Anita Shaffer is now faced with what appears to be a ticket of at least $202.25 for breaking the state’s Disease Control and Prevention Act of 1955. She pleaded not guilty and intends to take up the matter before a magisterial district judge.
The citation fails to mention a fine amount but Trooper Brent Miller said it is a summary offense and the fine would be $25, which would bring the total cost of the ticket up to $227.25.
Shaffer said she saw the police cars parked in Yoe. After passing them, the police started following her until they pulled her over in Red Lion. One of the troopers said they stopped her because her taillight was out, she said. The trooper also mentioned that her window tinting was too dark, she said.
She said the troopers also asked her if she was under the influence or on drugs. She told them she wasn’t but she said she was still told to step out of her car and troopers shined a flashlight in her eyes. Then the trooper told her to return to her car.
“He asked me if I was aware of the stay-at-home act,” she said. She responded: “I am aware of it but I didn’t know it pertained to just driving.”
The trooper told her he wasn’t going to fine her for the window tint or taillight “but you should be at home during this act that’s in place right now and just get the taillight fixed,” Shaffer said. Once she got home, she and her father Neil Shaffer said they discovered the taillight was working fine.
Shaffer said she was alone in her car and had no intention of getting out of it.
On the citation, it states she “failed to abide by the order of the governor and secretary of health issued to control the spread of a communicable disease, requiring the closure of all non-life-sustaining businesses as of 20:00 hours on March 19, 2020. To wit, defendant states that she was ‘going for a drive’ after this violation was in effect.”
While the governor’s stay-at-home order is mandatory, state police spokesman Ryan Tarkowski said voluntary compliance is preferred and is what the state police are focusing on.
“Troopers have been encouraged to use contacts with the public as opportunities to reinforce the necessity to abide by stay-at-home orders,” he said.
However, Tarkowski added, “Troopers maintain discretion to warn or issue citations and the decision is specific to the facts and circumstances of a particular encounter.”
Like companies that can be cited for failing to suspend in-person operations of a business that isn’t life sustaining, he said individuals may be cited for failing to abide by the “stay at home” order.
Tarkowski said he was unable to say how many citations for violating stay-at-home orders had been issued by state police on Thursday evening.
Shaffer said she felt she was within her rights to operate her car. Her father agreed.
“I think this is a little bit over the top,” Neil Shaffer said. “There’s a fine line here but at the same time, we still have some freedom, some rights and liberties and we’re allowed to operate our cars. We’re allowed to go for a walk. We’re allowed to go to the park and we’re even able to go to work” if you work at a life-sustaining business or government agency, he said.
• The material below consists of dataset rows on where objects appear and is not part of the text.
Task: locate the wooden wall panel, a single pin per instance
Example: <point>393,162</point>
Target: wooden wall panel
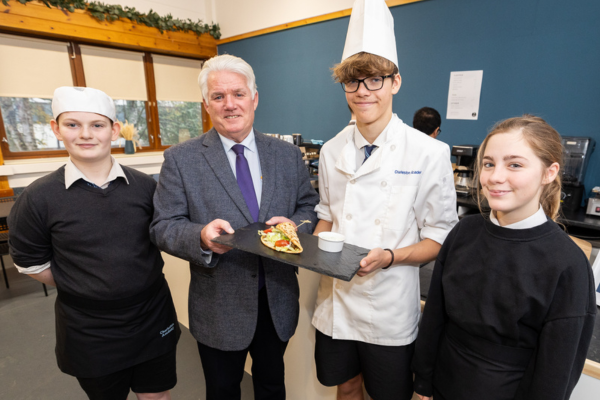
<point>36,18</point>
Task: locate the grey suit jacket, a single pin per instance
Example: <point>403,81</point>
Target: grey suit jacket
<point>196,186</point>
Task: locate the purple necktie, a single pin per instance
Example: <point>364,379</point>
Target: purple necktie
<point>244,178</point>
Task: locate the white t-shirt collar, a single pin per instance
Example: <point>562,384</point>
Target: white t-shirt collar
<point>536,219</point>
<point>73,174</point>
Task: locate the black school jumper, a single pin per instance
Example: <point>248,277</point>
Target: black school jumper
<point>114,308</point>
<point>509,315</point>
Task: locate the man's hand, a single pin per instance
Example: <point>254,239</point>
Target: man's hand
<point>377,258</point>
<point>279,220</point>
<point>212,230</point>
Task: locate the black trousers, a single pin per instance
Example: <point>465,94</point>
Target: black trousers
<point>224,370</point>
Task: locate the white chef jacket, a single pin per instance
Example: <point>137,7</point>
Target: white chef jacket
<point>402,194</point>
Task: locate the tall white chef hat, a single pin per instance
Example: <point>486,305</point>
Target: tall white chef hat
<point>67,98</point>
<point>371,30</point>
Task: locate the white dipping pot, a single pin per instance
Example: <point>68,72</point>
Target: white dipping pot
<point>331,242</point>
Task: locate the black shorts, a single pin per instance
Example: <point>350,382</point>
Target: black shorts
<point>152,376</point>
<point>385,369</point>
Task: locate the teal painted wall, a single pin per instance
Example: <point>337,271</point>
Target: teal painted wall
<point>540,57</point>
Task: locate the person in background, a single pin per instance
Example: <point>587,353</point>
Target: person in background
<point>388,188</point>
<point>228,178</point>
<point>428,121</point>
<point>511,306</point>
<point>85,229</point>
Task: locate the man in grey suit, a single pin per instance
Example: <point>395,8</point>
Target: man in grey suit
<point>212,184</point>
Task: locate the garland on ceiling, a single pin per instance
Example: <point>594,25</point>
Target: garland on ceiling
<point>110,13</point>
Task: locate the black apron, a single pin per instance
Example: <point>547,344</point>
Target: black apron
<point>469,367</point>
<point>98,337</point>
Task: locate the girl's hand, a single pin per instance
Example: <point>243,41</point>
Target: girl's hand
<point>377,258</point>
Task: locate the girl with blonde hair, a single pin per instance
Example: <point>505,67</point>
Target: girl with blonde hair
<point>511,307</point>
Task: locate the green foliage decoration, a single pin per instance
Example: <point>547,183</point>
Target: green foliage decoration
<point>108,12</point>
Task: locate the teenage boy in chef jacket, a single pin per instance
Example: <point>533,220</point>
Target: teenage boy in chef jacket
<point>396,198</point>
<point>85,229</point>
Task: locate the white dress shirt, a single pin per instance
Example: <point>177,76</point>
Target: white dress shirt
<point>72,175</point>
<point>251,154</point>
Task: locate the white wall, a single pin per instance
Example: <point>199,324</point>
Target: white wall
<point>242,16</point>
<point>183,9</point>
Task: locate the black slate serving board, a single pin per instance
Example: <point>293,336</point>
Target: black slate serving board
<point>342,265</point>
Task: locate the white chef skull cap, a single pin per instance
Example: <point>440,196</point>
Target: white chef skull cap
<point>371,30</point>
<point>80,99</point>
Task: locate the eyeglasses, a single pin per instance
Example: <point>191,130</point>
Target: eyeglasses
<point>371,84</point>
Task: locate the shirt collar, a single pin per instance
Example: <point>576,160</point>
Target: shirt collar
<point>249,142</point>
<point>536,219</point>
<point>360,141</point>
<point>73,174</point>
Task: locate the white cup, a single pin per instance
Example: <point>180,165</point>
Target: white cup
<point>331,242</point>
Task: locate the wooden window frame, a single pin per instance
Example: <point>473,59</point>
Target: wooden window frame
<point>78,75</point>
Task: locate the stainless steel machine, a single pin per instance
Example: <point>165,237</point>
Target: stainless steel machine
<point>576,155</point>
<point>466,156</point>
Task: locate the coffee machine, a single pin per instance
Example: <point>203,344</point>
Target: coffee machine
<point>576,155</point>
<point>466,156</point>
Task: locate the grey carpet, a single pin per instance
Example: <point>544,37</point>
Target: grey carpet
<point>28,368</point>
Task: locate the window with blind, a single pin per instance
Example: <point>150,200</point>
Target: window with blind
<point>158,94</point>
<point>179,98</point>
<point>29,72</point>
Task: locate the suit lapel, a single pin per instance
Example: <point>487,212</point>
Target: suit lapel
<point>217,159</point>
<point>268,167</point>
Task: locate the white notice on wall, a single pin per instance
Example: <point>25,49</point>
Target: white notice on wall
<point>463,95</point>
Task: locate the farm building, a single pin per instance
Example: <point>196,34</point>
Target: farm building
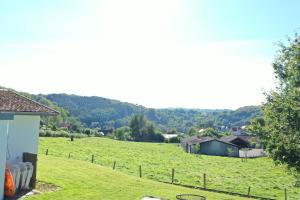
<point>240,141</point>
<point>19,132</point>
<point>210,146</point>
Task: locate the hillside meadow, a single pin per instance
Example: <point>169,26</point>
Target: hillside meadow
<point>158,159</point>
<point>77,180</point>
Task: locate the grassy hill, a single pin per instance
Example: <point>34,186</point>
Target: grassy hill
<point>83,180</point>
<point>157,160</point>
<point>108,112</point>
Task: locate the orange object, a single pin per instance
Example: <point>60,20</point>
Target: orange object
<point>9,187</point>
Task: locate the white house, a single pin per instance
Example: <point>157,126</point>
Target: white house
<point>19,129</point>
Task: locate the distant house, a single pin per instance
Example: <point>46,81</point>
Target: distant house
<point>240,141</point>
<point>210,146</point>
<point>239,131</point>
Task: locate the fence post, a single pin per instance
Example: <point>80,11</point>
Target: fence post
<point>204,181</point>
<point>114,166</point>
<point>173,174</point>
<point>140,171</point>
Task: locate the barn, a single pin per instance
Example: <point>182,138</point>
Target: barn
<point>209,146</point>
<point>19,130</point>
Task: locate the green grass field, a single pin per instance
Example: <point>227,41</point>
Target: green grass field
<point>79,180</point>
<point>157,160</point>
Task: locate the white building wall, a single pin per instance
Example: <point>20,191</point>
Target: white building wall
<point>3,141</point>
<point>23,137</point>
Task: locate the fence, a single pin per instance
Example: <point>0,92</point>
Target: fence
<point>202,185</point>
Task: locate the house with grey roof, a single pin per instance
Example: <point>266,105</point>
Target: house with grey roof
<point>19,131</point>
<point>226,146</point>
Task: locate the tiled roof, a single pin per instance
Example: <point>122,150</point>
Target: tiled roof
<point>199,139</point>
<point>11,102</point>
<point>233,137</point>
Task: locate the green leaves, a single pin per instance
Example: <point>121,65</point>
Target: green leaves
<point>280,126</point>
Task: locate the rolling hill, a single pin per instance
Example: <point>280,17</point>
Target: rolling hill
<point>112,113</point>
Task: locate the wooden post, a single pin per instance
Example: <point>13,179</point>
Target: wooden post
<point>173,174</point>
<point>140,171</point>
<point>204,181</point>
<point>285,194</point>
<point>32,158</point>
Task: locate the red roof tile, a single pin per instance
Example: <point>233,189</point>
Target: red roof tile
<point>12,102</point>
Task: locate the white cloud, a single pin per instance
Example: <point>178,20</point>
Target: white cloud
<point>136,55</point>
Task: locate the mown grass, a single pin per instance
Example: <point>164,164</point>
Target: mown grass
<point>157,160</point>
<point>79,180</point>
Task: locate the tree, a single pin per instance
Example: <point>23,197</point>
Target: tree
<point>279,128</point>
<point>210,132</point>
<point>143,130</point>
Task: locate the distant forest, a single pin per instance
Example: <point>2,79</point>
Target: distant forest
<point>105,113</point>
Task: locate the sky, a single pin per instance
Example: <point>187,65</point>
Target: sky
<point>158,53</point>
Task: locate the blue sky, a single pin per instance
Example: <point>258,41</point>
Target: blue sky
<point>172,53</point>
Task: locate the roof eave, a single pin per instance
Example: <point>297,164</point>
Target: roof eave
<point>31,113</point>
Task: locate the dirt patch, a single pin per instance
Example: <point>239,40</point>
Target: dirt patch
<point>43,187</point>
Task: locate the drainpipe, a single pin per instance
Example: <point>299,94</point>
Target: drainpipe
<point>3,148</point>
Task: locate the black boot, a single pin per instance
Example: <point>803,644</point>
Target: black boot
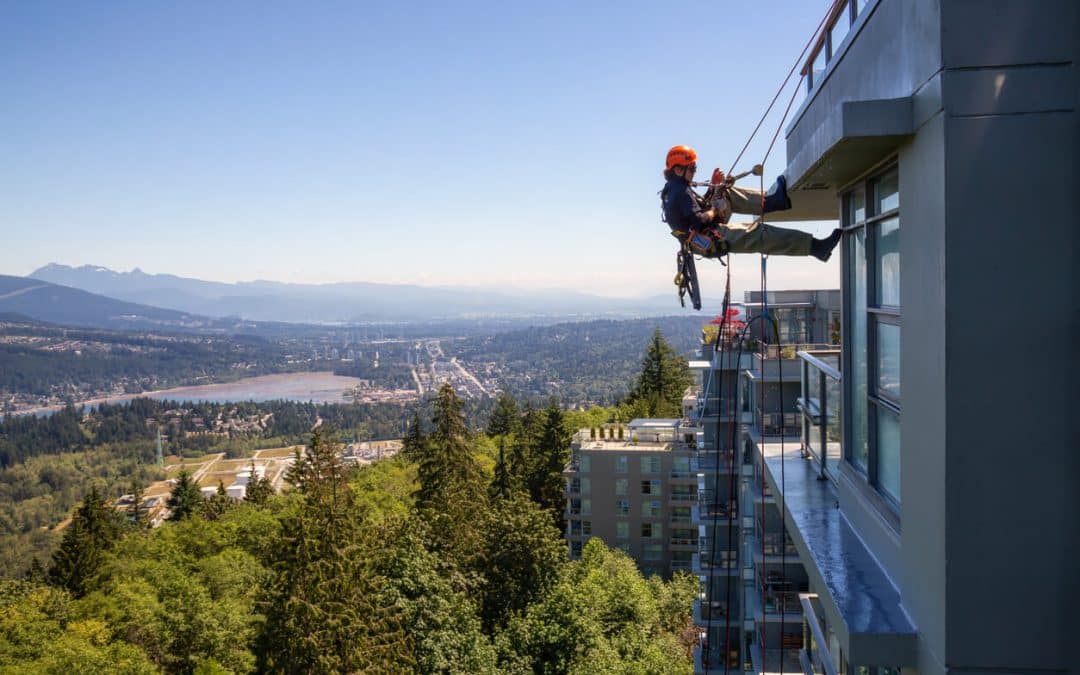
<point>777,199</point>
<point>822,248</point>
“Most everybody is trying their best but that was ridiculous in my opinion,” he said.
Neil Shaffer further said his daughter’s experience should serve as a warning to all Pennsylvanians.
“The public should be a little bit careful and I think our people in office ought to understand what some of the repercussions are,” he said. “Some of the things border on harassment that could start to take place here if we have a police force that could be looking at things in the wrong light and maybe taking things too far.”
On Wednesday, the governor expanded the stay-at-home order across all of Pennsylvania. It’s in effect until April 30.
Earlier this week, Wolf responded to a question about whether his stay-at-home orders were being enforced on individuals. “At this point we’re focusing the state police’s efforts on business closures,” Wolf said.
Interestingly, the Pennsylvania State Police reported on Thursday that no citations have been issued to non-life-sustaining businesses operating in violation of the governor’s business closure order. Only warnings have been handed out.
Sen. Kristin Phillips-Hill, R-York County, whose district includes Red Lion where Shaffer was stopped, said the mixed messages the administration has sent as part of its coronavirus mitigation efforts are confounding.
“The governor needs to mean what he says and say what he means during these unprecedented times,” she said. “If you are telling the public they will not be ticketed for violating the stay-at-home order, and yet we are seeing evidence of that occurring, we have more confusion and a lack of trust. These are uncertain times. Clarity is needed now more than ever.”